How to Create a Trusting Company Culture

Today’s post, the final in a 3-part series, comes to us from Workforce Institute board member and HR Bartender Sharlyn Lauby. Here Sharlyn shares her insights about what it takes to create a trusting company culture.

Trust is important. Customers want to trust the businesses from whom they purchase products and services. Employees want to trust the companies where they work. Trust is the top driver of employee engagement. And companies with employee engagement strategies outperform those without by 3 times, according to O.C.Tanner.

But gaining trust isn’t easy. The latest reporting from the Edelman Trust Barometer indicates that globally, 75 percent of people trust “my employer” to do what is right. This is significantly more than non-governmental organizations (NGOs) at 57 percent, business (56 percent) and media (47 percent).

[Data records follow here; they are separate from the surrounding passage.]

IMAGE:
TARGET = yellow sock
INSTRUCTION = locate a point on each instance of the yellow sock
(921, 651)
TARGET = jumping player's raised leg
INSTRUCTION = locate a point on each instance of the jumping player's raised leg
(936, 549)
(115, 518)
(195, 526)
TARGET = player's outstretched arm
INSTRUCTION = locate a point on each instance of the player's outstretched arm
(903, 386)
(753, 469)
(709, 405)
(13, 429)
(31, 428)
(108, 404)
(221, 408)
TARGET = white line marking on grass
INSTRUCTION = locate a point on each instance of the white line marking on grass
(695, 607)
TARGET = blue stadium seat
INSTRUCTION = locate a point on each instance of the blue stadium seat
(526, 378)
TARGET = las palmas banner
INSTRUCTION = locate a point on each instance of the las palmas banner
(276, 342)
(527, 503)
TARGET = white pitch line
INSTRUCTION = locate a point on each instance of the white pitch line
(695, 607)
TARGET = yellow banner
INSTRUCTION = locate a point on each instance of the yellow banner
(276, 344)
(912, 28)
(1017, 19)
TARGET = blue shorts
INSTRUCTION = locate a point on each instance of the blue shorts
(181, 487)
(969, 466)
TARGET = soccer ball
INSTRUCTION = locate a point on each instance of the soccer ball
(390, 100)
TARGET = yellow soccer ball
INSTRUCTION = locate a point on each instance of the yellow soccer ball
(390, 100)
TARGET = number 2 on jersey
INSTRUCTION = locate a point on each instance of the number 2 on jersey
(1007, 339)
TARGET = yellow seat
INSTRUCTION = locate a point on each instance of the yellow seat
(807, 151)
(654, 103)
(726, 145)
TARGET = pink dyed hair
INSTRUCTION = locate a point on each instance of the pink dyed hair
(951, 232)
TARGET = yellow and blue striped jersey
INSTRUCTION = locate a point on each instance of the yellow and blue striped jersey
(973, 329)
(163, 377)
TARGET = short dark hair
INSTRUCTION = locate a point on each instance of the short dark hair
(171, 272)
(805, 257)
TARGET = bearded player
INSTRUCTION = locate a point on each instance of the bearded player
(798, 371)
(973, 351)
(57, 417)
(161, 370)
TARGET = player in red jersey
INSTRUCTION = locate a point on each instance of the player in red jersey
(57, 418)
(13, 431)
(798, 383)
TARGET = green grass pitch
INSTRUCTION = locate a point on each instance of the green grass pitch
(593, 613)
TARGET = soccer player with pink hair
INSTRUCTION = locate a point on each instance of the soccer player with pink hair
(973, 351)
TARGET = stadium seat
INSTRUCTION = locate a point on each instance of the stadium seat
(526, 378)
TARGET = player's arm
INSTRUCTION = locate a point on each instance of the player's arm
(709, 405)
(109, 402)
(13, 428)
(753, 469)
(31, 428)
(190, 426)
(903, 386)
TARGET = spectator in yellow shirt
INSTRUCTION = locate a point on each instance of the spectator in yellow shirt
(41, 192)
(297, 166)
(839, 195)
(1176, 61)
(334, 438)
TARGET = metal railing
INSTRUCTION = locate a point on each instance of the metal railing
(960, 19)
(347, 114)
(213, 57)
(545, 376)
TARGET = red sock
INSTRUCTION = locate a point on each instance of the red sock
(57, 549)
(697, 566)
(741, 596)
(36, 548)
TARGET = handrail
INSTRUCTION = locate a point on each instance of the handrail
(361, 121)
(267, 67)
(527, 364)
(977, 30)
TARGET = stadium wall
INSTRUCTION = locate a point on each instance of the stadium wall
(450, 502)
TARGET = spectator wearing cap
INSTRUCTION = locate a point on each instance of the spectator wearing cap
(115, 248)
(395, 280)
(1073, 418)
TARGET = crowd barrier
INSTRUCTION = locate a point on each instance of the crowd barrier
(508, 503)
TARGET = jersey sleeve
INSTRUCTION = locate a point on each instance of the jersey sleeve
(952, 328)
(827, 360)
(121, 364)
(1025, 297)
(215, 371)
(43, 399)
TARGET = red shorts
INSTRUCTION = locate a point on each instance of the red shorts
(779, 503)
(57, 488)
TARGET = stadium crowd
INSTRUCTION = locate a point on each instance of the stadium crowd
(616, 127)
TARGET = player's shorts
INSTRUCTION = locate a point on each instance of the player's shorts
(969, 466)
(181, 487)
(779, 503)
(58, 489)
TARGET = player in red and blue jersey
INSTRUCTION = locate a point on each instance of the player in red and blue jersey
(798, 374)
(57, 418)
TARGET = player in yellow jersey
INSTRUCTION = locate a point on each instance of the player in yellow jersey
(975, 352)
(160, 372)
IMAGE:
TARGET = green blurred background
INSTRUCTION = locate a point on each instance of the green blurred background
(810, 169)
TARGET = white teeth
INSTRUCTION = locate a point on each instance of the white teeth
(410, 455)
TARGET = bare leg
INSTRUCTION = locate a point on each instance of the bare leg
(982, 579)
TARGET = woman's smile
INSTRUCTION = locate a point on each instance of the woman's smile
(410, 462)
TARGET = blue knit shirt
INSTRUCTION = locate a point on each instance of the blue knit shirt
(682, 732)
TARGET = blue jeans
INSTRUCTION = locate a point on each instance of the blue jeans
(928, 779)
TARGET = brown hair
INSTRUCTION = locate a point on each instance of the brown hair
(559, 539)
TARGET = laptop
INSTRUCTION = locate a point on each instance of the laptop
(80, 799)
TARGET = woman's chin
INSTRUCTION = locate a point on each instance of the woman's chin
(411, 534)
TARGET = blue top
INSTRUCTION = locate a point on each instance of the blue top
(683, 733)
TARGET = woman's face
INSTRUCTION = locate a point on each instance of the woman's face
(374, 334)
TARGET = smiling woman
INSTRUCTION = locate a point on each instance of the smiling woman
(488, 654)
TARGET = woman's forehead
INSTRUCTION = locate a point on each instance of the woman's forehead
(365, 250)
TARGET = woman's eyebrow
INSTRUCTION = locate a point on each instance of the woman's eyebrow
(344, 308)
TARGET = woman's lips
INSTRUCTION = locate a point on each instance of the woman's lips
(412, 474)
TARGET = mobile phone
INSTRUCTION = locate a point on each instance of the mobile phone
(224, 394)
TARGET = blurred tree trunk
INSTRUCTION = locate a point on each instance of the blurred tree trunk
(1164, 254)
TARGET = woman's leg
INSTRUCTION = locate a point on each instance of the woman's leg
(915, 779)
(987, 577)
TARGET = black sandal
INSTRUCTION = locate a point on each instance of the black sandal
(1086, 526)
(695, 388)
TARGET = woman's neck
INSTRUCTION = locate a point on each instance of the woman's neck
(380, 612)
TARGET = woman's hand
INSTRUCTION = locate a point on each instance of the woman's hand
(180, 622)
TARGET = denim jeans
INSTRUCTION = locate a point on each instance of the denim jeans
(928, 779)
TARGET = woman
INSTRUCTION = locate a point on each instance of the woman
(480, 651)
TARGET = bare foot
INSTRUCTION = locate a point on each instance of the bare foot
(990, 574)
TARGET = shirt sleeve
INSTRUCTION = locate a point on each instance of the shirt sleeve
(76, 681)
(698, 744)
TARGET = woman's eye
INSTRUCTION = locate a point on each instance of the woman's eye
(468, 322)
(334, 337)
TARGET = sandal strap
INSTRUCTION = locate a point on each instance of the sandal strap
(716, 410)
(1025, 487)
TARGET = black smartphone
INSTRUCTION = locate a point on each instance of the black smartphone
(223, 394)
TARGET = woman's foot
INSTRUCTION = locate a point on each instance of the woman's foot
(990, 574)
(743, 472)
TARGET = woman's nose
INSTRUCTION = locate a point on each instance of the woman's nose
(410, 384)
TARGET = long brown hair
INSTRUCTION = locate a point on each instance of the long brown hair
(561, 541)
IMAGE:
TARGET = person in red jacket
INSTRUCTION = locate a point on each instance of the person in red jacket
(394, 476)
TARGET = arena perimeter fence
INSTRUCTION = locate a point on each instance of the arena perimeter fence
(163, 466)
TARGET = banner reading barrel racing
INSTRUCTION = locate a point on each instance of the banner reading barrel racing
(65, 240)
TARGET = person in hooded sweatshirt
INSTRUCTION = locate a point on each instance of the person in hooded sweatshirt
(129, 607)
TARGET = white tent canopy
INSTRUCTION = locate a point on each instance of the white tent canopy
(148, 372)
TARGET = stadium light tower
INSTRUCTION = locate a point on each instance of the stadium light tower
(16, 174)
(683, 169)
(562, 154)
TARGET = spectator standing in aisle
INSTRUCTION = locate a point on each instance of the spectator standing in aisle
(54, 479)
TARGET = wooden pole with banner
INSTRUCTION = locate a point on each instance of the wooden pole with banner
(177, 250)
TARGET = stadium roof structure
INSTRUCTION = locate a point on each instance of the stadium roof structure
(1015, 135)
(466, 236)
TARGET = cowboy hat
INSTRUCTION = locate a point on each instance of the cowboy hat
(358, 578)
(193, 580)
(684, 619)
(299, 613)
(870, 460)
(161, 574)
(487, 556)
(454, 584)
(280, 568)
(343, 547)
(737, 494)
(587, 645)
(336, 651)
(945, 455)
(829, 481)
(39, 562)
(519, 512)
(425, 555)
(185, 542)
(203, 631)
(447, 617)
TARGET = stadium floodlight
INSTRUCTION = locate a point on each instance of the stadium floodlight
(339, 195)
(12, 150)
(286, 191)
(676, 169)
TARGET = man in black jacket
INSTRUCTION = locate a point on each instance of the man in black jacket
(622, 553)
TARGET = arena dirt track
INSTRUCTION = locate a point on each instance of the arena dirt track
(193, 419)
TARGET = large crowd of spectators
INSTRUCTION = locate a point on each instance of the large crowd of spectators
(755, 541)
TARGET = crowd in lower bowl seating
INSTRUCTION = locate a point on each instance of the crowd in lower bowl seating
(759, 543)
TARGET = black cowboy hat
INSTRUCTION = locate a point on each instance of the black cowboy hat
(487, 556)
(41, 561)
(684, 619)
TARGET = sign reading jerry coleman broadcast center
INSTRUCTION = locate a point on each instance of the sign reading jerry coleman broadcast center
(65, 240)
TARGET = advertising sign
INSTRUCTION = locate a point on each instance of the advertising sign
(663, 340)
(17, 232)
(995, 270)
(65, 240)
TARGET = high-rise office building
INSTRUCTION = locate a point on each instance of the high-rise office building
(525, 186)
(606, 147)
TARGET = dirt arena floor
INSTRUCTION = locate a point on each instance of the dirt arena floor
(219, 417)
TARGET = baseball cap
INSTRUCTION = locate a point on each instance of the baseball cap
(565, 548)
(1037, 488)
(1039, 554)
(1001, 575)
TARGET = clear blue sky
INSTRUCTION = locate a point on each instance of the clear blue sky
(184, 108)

So, businesses have some work to do when it comes to building cultures of trust. In this series, we’ve talked about the “5 Essential Currencies to Your Company’s Employee Value Proposition” because employees need to trust that they will receive the currencies (aka employee value proposition or EVP) that they’ve been promised.

We’ve also talked about the “4 Steps Toward Building a Recruiting Process that Creates Employee Trust” because the recruiting process is where trust is initially built between employees and companies. It takes place during interviews, orientation, and onboarding.  

During KronosWorks 2018, Malysa O’Connor, senior director of marketing at Kronos, talked about the four qualities that are necessary to build a trusting workplace culture (note that these four things aren’t just qualities needed at an organizational level. Employee-to-employee trust is just as important as manager- to-employee trust):

  1. Capability. Organizations and individuals need to have the ability to deliver on their promises. Does the company have the ability to give employees what they promise in the EVP? Employees also need to have both the responsibility and the authority to deliver on their promises as well.
  2. Transparency. Are employees and the company honest about their capabilities? This isn’t designed to be a cop-out as in, “Oh me, I’d love to do that but the company won’t let me.” Rather, that employees and companies need to be open about what they’re able to do. \
  3. Alignment. This is about values. Does the organization have care and respect as a value? Employees should demonstrate care and respect in their interactions with customers and each other. And employees should hold themselves and others accountable for these organizational values.
  4. Past behavior. Ultimately, trust is built on what we say and what we do. We can talk about trust all day long, but we also have to live the qualities of capability, transparency, and alignment. People will look at past behaviors to determine if a person (or organization) is trustworthy.

Trust is essential in today’s business world. This isn’t just the latest trend du jour. It’s also not a generational thing. Every age group wants work with dependable people and in a place they can trust. Companies that focus on building trusting cultures will win the talent wars and the customer wars too.